Het pistool van Angelo klettert op de stenen vloer. En dan realiseer ik me weer waar ik ben. De man heeft Angelo in een houdgreep gepakt. "Meisje snel, ga weg, voordat hij jou ook wat aandoet." Schreeuwt hij, ik kijk nog een keer Angelo in zijn ogen, met verbazing, maar ook haat. Waarom deed hij dit? "Ooit pak ik je terug" En met die woorden verlaat ik de kamer en ren naar het appartement van Angelo. Snel pak ik een tas en prop er allemaal dingen in. Ik pak ook nog snel zijn portemonnee, en net op het moment dat ik weg wil gaan bedenk ik me nog iets. Ik graai in mijn zak en haal er een aansteker uit. Snel loop ik naar de slaapkamer en steek zijn dekens in de fik. "Asshole." Mompel ik, en ik loop uit het appartement. Ik zie dat Felan me achterna schreeuwt, maar tegelijkertijd is hij te druk met het vuur uitmaken. Ik ren door de ondergrondse gangen van de onderwereld, de gangen zijn te smal om te vliegen, jammergenoeg. Nu ben ik weer op de vlucht, maar waar moet ik heen? Ik kan niet terug naar de engelen, maar ik kan ook niet hier blijven. Wat als Angelo mij ook vermoord? Snel zet ik die gedachte van me af.

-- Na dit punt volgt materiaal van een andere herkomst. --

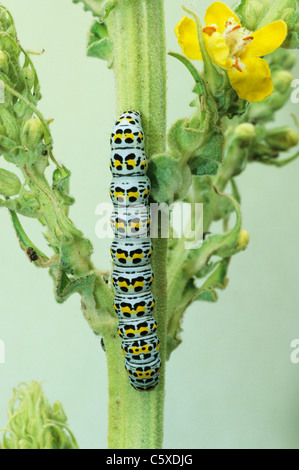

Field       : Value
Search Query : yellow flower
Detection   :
[175,2,287,101]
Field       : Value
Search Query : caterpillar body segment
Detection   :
[110,111,161,391]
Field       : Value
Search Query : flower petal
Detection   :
[205,2,240,33]
[204,32,229,68]
[228,57,273,102]
[174,16,202,60]
[241,20,288,60]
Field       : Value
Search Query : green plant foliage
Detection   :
[2,382,78,450]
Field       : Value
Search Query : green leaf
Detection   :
[0,382,78,450]
[87,21,113,68]
[186,188,242,278]
[194,258,230,302]
[148,153,192,204]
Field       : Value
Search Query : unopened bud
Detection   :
[0,169,21,197]
[0,51,8,72]
[22,67,35,89]
[266,126,299,150]
[237,228,250,250]
[22,118,44,149]
[241,0,265,31]
[235,122,255,142]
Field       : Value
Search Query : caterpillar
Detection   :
[110,111,161,391]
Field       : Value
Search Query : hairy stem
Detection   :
[105,0,167,449]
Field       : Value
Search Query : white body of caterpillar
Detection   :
[110,111,161,391]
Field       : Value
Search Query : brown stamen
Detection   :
[230,24,241,33]
[203,26,216,36]
[233,58,243,72]
[242,36,254,41]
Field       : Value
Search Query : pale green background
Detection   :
[0,0,299,449]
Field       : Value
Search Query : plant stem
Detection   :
[104,0,167,449]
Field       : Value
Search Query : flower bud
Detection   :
[266,126,299,150]
[0,51,8,72]
[22,118,44,149]
[234,122,255,142]
[22,67,35,90]
[0,168,21,197]
[237,228,250,250]
[3,382,78,450]
[236,0,265,31]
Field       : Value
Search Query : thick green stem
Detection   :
[105,0,167,449]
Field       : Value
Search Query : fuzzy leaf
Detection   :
[87,21,113,68]
[148,153,192,204]
[195,258,230,302]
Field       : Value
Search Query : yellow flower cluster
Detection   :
[175,2,287,102]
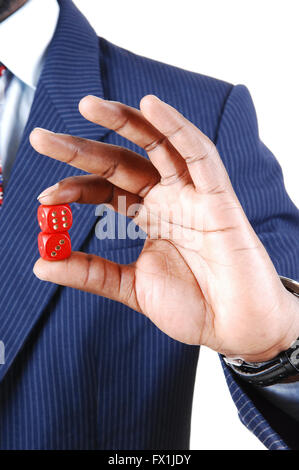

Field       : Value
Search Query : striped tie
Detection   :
[0,62,6,207]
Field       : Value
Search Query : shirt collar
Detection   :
[0,0,59,90]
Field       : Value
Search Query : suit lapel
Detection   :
[0,0,108,380]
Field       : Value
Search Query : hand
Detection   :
[30,95,299,361]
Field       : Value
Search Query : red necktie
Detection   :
[0,62,6,207]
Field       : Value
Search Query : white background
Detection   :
[75,0,299,449]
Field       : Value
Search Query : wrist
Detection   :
[242,289,299,362]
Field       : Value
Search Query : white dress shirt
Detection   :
[0,0,59,188]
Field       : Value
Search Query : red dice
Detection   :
[38,232,72,261]
[37,204,73,233]
[37,204,73,261]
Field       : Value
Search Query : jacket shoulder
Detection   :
[99,38,233,140]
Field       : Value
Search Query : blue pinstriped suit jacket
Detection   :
[0,0,299,449]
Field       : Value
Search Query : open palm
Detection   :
[30,95,295,360]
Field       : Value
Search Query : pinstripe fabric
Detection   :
[0,0,299,449]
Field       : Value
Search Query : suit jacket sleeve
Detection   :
[216,85,299,449]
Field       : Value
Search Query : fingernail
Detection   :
[37,183,58,199]
[33,127,55,134]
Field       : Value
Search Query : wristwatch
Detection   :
[222,276,299,387]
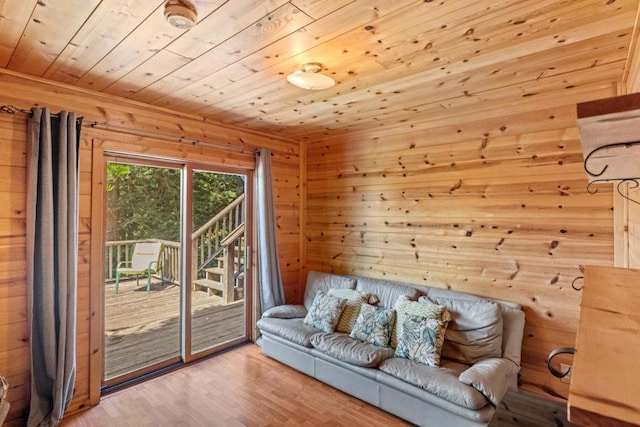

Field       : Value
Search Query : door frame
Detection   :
[89,142,255,405]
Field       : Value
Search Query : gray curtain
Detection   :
[27,108,81,426]
[256,148,285,312]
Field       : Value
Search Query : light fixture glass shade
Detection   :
[287,62,336,90]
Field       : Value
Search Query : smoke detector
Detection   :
[164,0,198,30]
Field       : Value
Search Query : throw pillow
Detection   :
[395,315,447,367]
[303,291,346,333]
[421,297,503,364]
[349,304,396,347]
[327,288,369,334]
[391,295,449,348]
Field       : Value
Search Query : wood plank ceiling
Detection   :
[0,0,638,141]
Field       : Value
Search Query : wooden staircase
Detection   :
[193,196,245,304]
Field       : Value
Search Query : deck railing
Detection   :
[105,194,245,290]
[105,239,180,284]
[191,194,245,280]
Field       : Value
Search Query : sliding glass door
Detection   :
[191,170,247,354]
[103,157,250,387]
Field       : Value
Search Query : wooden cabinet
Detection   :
[568,266,640,426]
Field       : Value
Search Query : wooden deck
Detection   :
[105,279,245,379]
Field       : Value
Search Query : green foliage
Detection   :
[107,163,244,242]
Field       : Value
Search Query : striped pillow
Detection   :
[327,288,369,334]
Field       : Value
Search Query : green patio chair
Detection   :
[116,242,162,294]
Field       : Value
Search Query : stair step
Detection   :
[193,279,223,292]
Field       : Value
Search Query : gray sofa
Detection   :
[257,271,524,426]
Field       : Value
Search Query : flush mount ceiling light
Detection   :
[287,62,336,90]
[164,0,198,30]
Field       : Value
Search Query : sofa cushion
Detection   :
[458,359,519,406]
[350,304,396,347]
[391,295,449,348]
[328,288,369,334]
[378,357,488,409]
[500,303,524,366]
[262,304,307,319]
[311,332,393,368]
[420,296,502,364]
[256,317,322,348]
[304,271,356,310]
[304,291,347,332]
[395,315,447,366]
[356,277,419,308]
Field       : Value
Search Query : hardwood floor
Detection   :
[62,344,569,427]
[105,280,245,379]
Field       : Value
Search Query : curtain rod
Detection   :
[0,104,60,118]
[0,104,250,153]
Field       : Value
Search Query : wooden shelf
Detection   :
[568,266,640,426]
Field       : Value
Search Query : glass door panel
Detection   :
[104,162,181,385]
[191,170,246,354]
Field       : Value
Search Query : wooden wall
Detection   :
[0,71,301,425]
[305,84,617,397]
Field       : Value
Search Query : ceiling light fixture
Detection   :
[164,0,198,30]
[287,62,336,90]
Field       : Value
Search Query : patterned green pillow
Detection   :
[349,304,396,347]
[303,291,347,333]
[327,288,369,334]
[395,315,447,367]
[391,295,449,348]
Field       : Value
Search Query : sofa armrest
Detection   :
[458,358,519,406]
[262,304,307,319]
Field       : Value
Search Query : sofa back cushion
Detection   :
[356,277,419,308]
[424,287,525,366]
[500,304,524,366]
[304,271,356,310]
[421,296,502,364]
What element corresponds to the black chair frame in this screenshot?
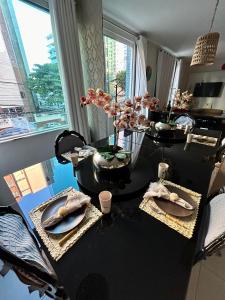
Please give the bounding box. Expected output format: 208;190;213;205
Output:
0;206;66;299
55;130;87;164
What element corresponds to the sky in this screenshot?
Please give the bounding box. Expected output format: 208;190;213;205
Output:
12;0;52;71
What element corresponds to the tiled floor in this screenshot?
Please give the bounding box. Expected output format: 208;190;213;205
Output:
186;249;225;300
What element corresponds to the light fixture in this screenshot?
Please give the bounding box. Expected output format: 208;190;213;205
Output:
191;0;220;66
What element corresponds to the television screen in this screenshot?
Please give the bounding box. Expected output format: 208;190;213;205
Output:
193;82;223;97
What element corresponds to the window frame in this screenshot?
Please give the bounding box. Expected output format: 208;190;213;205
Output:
0;0;71;144
103;17;138;98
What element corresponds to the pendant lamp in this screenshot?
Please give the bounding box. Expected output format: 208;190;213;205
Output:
191;0;220;66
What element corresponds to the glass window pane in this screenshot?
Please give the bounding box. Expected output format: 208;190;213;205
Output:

En dan besef ik me dat ik nog naar de plek tussen de engelenwereld en de duivelwereld kan. De plek waar niemand leeft, althans, dat zeggen ze. Ik geloof het niet. Ik ben toch niet de enige afwijkende? Er zouden toch wel meer mensen zijn die nergens thuishoren? Ik ga het uitzoeken, op zoek naar mijn soort mensen.